R.I.P. Consumer Financial Protection Bureau

It may be time to write the epitaph for the headstone to the short-lived, badly-needed, inconvenient-for-some consumer financial protection bureau.

During Barack Obama’s presidency, Massachusetts Senator Elizabeth Warren created and implemented her brainchild, the Consumer Financial Protection Bureau. Benefitting from guaranteed funding that Congress could not disrupt, since otherwise they surely would have, the CFPB’s single-director leadership structure furthered Senator Warren’s goal of insulating the agency from corruption and keeping it out of Congress’s control. Now that Trump is in place, dismantling the CFPB is to be his first major financial regulatory act of destruction.

The CFPB’s mission is to guard against the unfair treatment of American consumers who otherwise likely would find themselves victims of Wall Street’s presumed predatory conduct in consumer transactions. Whether or not the implied distrust is warranted, as The Investment Advocates believes it to be along with many others, it is undoubtedly true that consumers need protection to maintain their confidence to invest. Without regulations governing suspect but “novel” financial products and financial arrangements, failures of certain of those products and arrangements in 2007 brought about the realization that inadequate regulations were then in place to prevent the harm. The markets lost confidence and we entered the financial crisis of 2007-2015. By eliminating essential regulation now, such abuses become likely if not inevitable. Accordingly, we are likely entering another age of egregious abuses that we ultimately expect will lead to a renewed lack of investor confidence, major problems for investors, and ultimately domestic and global markets. Wash, rinse, repeat.

In recent days, President Trump has moved quickly to place his hand-picked outside director, Mick Mulvaney. Such an appointment has the potential to supplant the natural flow of leadership within the agency, yet again destroying, through passive disruption, an essential regulatory gatekeeper put in place as part of our post-Recession cleanup. Trump’s appointee is an avowed opponent of the CFPB and a steward of the financial industry. Trump put the fox in charge of the henhouse, inviting another financial bloodbath. Trump seems to be taking a page from China. While the Dalai Lama traditionally selects, finds, and appoints his reincarnated self to assume the next generation of responsibility, that process competes with China’s desired narrative. Accordingly, China has found its own appointee who is picked to compete with the Dalai Lama‘s chosen one.

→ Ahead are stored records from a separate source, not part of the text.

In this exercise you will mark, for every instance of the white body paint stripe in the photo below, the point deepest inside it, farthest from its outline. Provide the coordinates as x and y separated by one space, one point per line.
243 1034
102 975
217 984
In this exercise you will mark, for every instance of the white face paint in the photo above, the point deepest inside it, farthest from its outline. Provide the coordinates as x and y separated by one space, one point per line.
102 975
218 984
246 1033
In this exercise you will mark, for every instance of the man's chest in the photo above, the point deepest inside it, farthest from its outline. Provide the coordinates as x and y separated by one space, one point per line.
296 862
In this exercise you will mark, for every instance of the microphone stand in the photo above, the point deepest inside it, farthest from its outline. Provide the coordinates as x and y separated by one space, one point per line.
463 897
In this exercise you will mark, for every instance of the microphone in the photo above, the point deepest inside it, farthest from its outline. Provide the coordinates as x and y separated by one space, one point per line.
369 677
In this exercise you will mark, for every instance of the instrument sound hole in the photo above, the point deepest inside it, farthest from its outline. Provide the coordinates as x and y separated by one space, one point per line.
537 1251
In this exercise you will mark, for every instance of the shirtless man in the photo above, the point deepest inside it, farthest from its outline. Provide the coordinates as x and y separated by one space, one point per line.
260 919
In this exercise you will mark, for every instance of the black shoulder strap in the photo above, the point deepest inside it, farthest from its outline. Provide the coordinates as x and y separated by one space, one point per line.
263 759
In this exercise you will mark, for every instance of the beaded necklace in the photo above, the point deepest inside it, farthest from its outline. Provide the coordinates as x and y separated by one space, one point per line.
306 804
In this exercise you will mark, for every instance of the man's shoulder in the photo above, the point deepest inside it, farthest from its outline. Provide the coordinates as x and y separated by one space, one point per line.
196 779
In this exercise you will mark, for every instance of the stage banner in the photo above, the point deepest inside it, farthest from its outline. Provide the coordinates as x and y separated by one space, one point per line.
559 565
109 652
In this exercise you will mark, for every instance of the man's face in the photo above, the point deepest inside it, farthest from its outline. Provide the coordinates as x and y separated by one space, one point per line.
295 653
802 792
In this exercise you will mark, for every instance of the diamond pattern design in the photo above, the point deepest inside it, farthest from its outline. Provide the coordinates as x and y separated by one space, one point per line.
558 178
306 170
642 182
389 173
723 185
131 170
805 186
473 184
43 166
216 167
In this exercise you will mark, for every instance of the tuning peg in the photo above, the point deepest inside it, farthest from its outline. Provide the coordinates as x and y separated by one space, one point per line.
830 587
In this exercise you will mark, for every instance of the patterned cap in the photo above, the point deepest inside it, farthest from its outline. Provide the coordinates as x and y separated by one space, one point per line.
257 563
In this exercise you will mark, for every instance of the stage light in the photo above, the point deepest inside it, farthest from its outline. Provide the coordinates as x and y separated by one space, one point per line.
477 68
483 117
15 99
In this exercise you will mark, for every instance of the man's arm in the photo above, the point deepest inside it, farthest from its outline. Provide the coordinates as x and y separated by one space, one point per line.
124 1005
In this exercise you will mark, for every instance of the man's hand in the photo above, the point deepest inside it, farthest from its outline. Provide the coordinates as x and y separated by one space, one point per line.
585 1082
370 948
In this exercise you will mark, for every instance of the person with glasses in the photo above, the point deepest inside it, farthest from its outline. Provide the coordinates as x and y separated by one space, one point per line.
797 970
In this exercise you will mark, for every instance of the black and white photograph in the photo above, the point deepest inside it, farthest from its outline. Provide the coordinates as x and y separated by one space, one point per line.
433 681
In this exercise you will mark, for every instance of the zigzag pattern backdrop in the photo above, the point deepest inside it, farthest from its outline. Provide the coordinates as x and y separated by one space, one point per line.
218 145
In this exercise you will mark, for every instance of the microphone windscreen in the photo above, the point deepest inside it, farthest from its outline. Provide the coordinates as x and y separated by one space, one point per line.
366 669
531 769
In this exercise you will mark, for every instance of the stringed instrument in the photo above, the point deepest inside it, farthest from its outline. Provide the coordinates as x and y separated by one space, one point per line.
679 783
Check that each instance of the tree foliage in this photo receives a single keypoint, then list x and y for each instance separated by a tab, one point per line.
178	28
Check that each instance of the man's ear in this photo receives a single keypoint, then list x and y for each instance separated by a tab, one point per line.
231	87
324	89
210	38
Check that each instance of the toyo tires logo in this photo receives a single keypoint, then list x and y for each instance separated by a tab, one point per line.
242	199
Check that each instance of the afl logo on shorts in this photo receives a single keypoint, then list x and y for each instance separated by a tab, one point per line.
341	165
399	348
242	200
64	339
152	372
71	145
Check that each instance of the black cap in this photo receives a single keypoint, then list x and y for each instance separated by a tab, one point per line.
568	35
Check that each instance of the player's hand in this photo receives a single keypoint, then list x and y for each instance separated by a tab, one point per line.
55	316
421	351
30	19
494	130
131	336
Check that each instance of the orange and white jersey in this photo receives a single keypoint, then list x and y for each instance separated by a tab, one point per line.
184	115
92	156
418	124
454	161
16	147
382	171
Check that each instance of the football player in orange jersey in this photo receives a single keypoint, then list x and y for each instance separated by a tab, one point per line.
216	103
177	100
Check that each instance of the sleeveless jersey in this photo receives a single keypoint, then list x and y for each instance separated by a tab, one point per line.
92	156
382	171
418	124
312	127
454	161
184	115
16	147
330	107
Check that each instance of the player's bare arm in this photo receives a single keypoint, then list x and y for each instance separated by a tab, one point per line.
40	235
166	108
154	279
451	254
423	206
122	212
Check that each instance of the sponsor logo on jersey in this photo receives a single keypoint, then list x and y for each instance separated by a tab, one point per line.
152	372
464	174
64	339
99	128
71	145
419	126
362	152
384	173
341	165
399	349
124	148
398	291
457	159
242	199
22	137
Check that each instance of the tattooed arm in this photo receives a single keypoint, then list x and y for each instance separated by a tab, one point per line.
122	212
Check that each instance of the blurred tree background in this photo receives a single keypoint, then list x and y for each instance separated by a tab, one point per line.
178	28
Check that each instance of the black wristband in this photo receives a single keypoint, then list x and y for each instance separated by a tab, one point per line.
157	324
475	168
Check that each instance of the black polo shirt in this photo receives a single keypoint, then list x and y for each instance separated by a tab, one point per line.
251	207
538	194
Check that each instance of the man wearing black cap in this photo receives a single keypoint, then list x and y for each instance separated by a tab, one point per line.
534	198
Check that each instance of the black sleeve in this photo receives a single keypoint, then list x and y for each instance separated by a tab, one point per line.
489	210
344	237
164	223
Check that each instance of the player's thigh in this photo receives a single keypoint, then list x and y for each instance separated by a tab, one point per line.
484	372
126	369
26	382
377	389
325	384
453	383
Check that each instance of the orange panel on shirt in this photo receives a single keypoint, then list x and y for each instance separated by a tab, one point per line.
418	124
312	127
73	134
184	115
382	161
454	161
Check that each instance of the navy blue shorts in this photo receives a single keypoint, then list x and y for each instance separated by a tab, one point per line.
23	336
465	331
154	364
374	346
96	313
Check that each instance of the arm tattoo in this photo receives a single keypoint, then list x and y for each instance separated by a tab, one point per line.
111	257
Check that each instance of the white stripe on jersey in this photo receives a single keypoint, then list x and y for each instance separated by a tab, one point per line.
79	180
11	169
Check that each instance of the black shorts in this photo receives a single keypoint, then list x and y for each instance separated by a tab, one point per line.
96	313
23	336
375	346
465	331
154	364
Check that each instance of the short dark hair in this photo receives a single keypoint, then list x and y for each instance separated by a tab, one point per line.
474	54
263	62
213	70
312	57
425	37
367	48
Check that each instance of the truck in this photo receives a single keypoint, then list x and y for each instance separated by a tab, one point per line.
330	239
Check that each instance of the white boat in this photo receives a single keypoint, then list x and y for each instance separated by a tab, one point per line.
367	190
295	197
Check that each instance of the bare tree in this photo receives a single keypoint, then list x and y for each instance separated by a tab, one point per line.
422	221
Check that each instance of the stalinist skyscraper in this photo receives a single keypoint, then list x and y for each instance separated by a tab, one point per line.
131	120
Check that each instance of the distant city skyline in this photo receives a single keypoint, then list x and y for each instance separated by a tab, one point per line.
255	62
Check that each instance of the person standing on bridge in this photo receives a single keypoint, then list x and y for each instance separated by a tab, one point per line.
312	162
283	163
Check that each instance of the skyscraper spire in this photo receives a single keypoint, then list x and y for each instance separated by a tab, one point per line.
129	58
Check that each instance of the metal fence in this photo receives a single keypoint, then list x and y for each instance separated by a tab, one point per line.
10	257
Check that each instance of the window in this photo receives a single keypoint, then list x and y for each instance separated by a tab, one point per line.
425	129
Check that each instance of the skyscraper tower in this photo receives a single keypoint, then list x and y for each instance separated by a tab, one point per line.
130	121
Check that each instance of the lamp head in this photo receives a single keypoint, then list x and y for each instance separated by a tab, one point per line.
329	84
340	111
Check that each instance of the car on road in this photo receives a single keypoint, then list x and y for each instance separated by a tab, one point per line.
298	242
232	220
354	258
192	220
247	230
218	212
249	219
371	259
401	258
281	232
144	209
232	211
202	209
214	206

However, in a bold move to outmaneuver Trump and temporarily save the Bureau, Richard Cordray announced his resignation as Director early while concurrently appointing his own replacement, Leandra English. Dodd-Frank prescribes that in the absence of a leader, the assistant director takes the position as acting director, giving English authority to temporarily lead the CFPB due to Cordray’s early resignation. Mulvaney nevertheless showed up to the CFPB the Monday morning following Cordray’s departure, bearing doughnuts no less.

Out of the brewing dispute for control, English filed for a temporary restraining order preventing Mulvaney from leading the CFPB. She lost in her attempt to regain control yesterday when US District Court in Washington, DC, Judge Timothy Kelly ruled that he will not issue an emergency order blocking Trump from installing Mulvaney in the post. Judge Kelly, a Trump appointee, found that English did not show enough likelihood of prevailing in the ultimate case to claim the leadership of the CFPB. Whether English will go on to pursue her case on appeal is yet to be seen. It seems fairly clear that with Mulvaney, a financial industry insider, at the helm of the very agency created to prevent abuses by the financial services industry, a draft epitaph may be appropriate.  

“Here lies the agency born at the pinnacle of progressive aspirations for egalitarianism and effective regulation of the financial industry. Created with the purpose of mopping up the cesspool of corruption benefiting only those few with connections, yet cruelly and abruptly cut short in life, the CFPB was taken from us by misguided men who are beholden to corrupt leaders with the spin and resources to get away with it. The world will mourn your loss, our sweet CFPB. It just doesn’t know it yet.”